El atentado no es un hecho aislado ni un accidente en medio de la campaña. Es una alerta. Una señal de que los demonios del pasado siguen presentes, disfrazados, activos. Luis Carlos Galán, Bernardo Jaramillo, Carlos Pizarro: tres candidatos presidenciales asesinados, tres muertes que marcaron la conciencia del país. Tres caminos truncados por pensar distinto. Hoy, esa historia resuena como tragedia.

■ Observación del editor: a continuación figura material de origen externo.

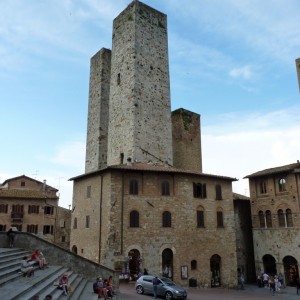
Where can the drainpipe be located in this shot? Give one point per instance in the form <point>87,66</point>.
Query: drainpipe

Creíamos que las balas habían salido del debate, que las urnas habían reemplazado al miedo. Nos equivocamos. Lo ocurrido con Miguel Uribe devuelve a la política su rostro más oscuro: el del riesgo, la sospecha, el silencio obligado. Más grave que el disparo es el entorno que lo permitió: una cultura saturada de odio, una retórica que convierte al adversario en enemigo, una ciudadanía que se ha acostumbrado a la amenaza.
Colombia ha sembrado durante años esta tormenta. Las redes como trincheras, los discursos como armas, los liderazgos entre el grito y el silencio. Así, desmontamos los límites simbólicos de la democracia. Las ideas ya no se confrontan: se eliminan. El contradictor ya no se escucha: se cancela. El debate ya no construye: destruye. En ese terreno movedizo, prevaleció el odio y se silenciaron las ideas.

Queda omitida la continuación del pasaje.